Ergänzend wird häufig auch das Verhältnis von Taille zu Körpergröße (Waist-to-Height-Ratio) herangezogen: Ein Wert unter 0,5 gilt allgemein als günstig.
Bauchfett reduzieren: Was die Forschung zeigt
Wer seinen viszeralen Fettanteil verringern möchte, sollte realistische Erwartungen haben. Schnelle Versprechen oder einseitige „Wunderdiäten" halten kaum, was sie ankündigen. Studien deuten jedoch darauf hin, dass viszerales Fett auf Lebensstiländerungen oft besonders gut anspricht – häufig sogar, bevor sich Veränderungen auf der Waage deutlich zeigen.
Gut belegte Ansätze, die zur Reduktion von Bauchfett beitragen können, sind:
- Regelmäßige Bewegung: Eine Kombination aus Ausdauer- und Krafttraining wird allgemein empfohlen. Auch Alltagsbewegung wie Gehen und Treppensteigen ist hilfreich.
- Ausgewogene Ernährung: Reichlich Gemüse, Hülsenfrüchte, Vollkornprodukte, Obst in Maßen, gesunde pflanzliche Öle, Fisch und moderate Mengen tierischer Lebensmittel – ähnlich der mediterranen Ernährung.

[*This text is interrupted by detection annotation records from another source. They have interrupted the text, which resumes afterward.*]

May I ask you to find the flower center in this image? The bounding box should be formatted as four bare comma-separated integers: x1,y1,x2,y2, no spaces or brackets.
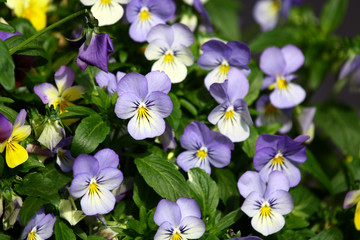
28,232,36,240
139,7,150,21
101,0,111,5
196,147,207,160
171,232,182,240
89,179,100,195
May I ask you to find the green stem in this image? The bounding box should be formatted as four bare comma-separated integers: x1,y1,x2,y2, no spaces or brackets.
9,9,87,55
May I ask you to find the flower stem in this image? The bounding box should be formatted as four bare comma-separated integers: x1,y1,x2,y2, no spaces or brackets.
9,9,87,55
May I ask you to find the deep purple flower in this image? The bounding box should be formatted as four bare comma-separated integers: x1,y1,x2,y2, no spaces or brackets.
126,0,176,42
21,207,56,240
197,40,250,89
95,71,125,95
177,121,234,174
115,71,173,140
154,197,206,240
260,45,306,108
255,94,293,134
238,171,294,236
70,148,124,215
254,134,309,187
76,33,114,72
145,23,194,83
208,68,253,142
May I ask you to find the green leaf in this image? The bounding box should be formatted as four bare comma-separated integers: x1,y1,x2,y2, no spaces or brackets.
315,106,360,158
71,114,110,156
54,219,76,240
187,168,219,216
166,93,182,131
20,197,45,225
310,227,344,240
0,41,15,91
244,64,263,106
135,149,190,202
299,149,333,193
320,0,348,33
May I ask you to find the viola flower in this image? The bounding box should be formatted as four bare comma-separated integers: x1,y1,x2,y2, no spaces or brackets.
145,23,194,83
115,71,173,140
154,197,206,240
255,94,293,134
260,45,306,108
34,66,85,114
21,207,56,240
76,33,115,72
197,40,250,90
254,134,309,187
177,121,234,174
70,148,124,215
343,190,360,231
80,0,130,27
5,0,50,31
253,0,302,31
208,68,253,142
126,0,176,42
238,171,294,236
95,71,125,95
0,109,31,168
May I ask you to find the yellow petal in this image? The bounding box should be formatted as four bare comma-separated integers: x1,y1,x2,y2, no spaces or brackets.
354,202,360,231
11,125,31,142
6,141,29,168
62,86,85,102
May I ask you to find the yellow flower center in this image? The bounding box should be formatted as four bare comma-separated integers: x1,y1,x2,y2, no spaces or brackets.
196,148,207,159
28,232,36,240
89,179,100,195
101,0,111,5
139,7,150,21
171,232,182,240
164,53,174,63
260,203,271,218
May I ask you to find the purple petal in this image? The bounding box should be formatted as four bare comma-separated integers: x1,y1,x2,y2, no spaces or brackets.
94,148,119,170
0,113,12,143
176,197,201,219
78,33,114,72
237,171,266,198
117,72,148,99
154,199,181,226
281,45,305,74
227,68,249,102
260,47,286,76
145,71,171,94
227,41,251,69
73,154,99,176
197,40,232,70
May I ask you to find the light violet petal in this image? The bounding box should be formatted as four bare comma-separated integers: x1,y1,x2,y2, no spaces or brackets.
154,199,181,226
237,171,265,198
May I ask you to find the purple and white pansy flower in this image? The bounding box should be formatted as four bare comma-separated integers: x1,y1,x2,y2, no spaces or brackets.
255,94,293,134
115,71,173,140
254,134,309,187
70,148,124,215
126,0,176,42
145,23,194,83
260,45,306,108
197,40,250,90
80,0,131,26
208,68,253,142
95,71,126,95
177,121,234,174
21,207,56,240
238,171,294,236
154,197,206,240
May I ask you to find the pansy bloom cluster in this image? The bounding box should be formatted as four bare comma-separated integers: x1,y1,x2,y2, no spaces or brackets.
0,0,360,240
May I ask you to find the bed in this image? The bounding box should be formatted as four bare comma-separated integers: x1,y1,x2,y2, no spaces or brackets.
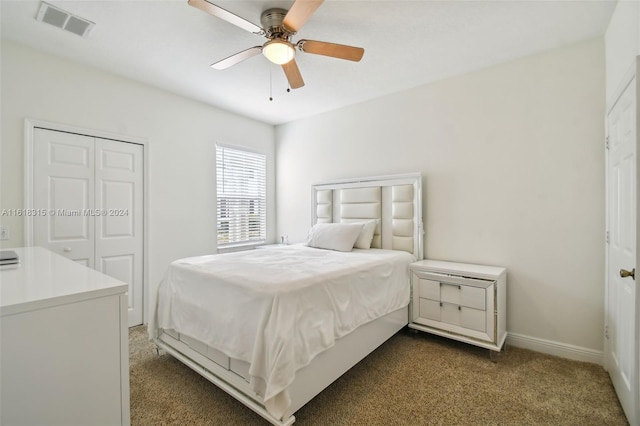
149,173,423,425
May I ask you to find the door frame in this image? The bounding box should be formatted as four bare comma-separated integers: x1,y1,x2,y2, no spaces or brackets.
24,118,150,324
603,56,640,419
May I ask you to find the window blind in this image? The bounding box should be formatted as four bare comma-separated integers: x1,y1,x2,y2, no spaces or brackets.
216,145,267,247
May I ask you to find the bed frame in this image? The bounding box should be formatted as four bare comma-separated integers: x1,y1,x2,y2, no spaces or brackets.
155,173,423,426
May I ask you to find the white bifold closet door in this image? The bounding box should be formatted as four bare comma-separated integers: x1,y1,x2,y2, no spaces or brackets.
33,128,144,326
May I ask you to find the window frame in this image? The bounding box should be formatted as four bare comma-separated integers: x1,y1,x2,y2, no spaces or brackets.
215,143,267,252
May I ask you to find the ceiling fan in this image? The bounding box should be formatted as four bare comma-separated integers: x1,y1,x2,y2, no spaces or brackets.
188,0,364,89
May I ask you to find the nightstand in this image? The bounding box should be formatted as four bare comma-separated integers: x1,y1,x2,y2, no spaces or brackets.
409,259,507,352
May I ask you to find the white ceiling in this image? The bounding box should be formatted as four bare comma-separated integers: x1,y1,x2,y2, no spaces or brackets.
0,0,615,124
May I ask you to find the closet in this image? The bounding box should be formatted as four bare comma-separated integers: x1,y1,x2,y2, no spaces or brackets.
27,127,145,326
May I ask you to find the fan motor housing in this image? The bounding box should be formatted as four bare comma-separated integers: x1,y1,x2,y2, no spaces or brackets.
260,8,289,38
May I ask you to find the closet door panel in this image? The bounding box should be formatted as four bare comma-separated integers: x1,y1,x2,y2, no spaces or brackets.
33,129,95,267
95,138,144,325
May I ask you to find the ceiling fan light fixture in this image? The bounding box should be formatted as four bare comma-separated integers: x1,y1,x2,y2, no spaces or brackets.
262,39,296,65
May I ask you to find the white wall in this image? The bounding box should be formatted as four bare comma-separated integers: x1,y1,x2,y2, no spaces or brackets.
276,39,605,359
0,40,275,312
605,0,640,107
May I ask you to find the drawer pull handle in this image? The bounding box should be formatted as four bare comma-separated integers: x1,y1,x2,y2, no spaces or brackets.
440,282,462,290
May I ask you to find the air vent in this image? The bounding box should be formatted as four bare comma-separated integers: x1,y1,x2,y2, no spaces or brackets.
36,2,95,37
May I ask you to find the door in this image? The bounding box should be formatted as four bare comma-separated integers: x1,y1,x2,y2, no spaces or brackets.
95,139,143,327
33,128,144,326
33,129,95,268
605,72,640,424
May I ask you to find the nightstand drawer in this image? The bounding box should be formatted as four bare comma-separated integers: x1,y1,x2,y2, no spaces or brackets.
419,299,487,332
420,298,440,321
440,282,487,310
419,278,440,301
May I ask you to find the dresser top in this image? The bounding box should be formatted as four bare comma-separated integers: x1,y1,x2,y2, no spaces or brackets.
0,247,128,316
411,259,507,279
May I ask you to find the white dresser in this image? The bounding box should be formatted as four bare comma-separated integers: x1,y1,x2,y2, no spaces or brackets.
409,260,507,351
0,247,130,426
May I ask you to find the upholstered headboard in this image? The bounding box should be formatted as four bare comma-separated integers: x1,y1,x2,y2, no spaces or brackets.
311,173,424,259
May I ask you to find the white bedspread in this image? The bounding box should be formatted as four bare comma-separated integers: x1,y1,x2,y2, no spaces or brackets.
155,245,414,418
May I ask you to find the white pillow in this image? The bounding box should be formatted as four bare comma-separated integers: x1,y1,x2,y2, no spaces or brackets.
353,220,376,249
305,223,363,251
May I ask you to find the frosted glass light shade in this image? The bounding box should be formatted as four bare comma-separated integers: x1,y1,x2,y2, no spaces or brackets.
262,39,295,65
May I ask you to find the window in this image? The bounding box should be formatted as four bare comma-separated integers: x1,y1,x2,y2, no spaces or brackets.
216,145,267,247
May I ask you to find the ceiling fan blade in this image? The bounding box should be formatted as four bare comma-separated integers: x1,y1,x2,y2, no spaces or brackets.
189,0,263,34
282,59,304,89
297,40,364,62
211,46,262,70
282,0,324,33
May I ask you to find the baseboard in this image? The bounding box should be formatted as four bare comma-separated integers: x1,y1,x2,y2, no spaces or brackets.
507,333,604,365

Stark verarbeitete Lebensmittel, zuckerhaltige Getränke und übermäßiger Alkoholkonsum sollten reduziert werden.
- Ausreichend und regelmäßiger Schlaf: Schlafmangel kann den Stoffwechsel ungünstig beeinflussen.
- Stressmanagement: Chronischer Stress steht in Verbindung mit Veränderungen im Hormonhaushalt, die sich auch auf die Fettverteilung auswirken können.
- Verzicht auf das Rauchen: Rauchen wird mit einer ungünstigeren Fettverteilung in Verbindung gebracht.
Gezielte Übungen für die Bauchmuskulatur kräftigen zwar diese Muskelpartie, führen jedoch nicht selektiv zum Abbau von Fett an genau dieser Stelle – ein Phänomen, das als „Spot Reduction" gilt und wissenschaftlich nicht bestätigt ist. Eine Reduktion des Körperfetts erfolgt in der Regel ganzheitlich.
Wann ärztliche Abklärung sinnvoll ist
Ein erhöhter Taillenumfang ist für sich genommen kein Krankheitsbild, kann aber ein Anlass sein, gemeinsam mit der Ärztin oder dem Arzt weitere Werte wie Blutdruck, Blutzucker und Blutfette zu prüfen. Besonders bei familiärer Vorbelastung für Diabetes oder Herz-Kreislauf-Erkrankungen empfiehlt sich eine regelmäßige Vorsorge. Auch wer trotz Lebensstiländerungen keine Veränderungen beobachtet, sollte das Gespräch suchen, um individuelle Ursachen zu klären.
Fazit
Die Verteilung des Körperfetts ist gesundheitlich oft aussagekräftiger als das Gesamtgewicht allein. Vor allem viszerales Fett im Bauchraum steht im Fokus der Forschung, da es stoffwechselaktiv ist und mit verschiedenen Risikofaktoren in Verbindung gebracht wird. Der Taillenumfang stellt eine einfache, alltagstaugliche Orientierung dar. Wer auf ausgewogene Ernährung, regelmäßige Bewegung, ausreichend Schlaf und einen achtsamen Umgang mit Stress setzt, schafft eine gute Grundlage, um Bauchfett langfristig zu reduzieren und die Gesundheit zu unterstützen.
Dieser Artikel ersetzt keine ärztliche Beratung.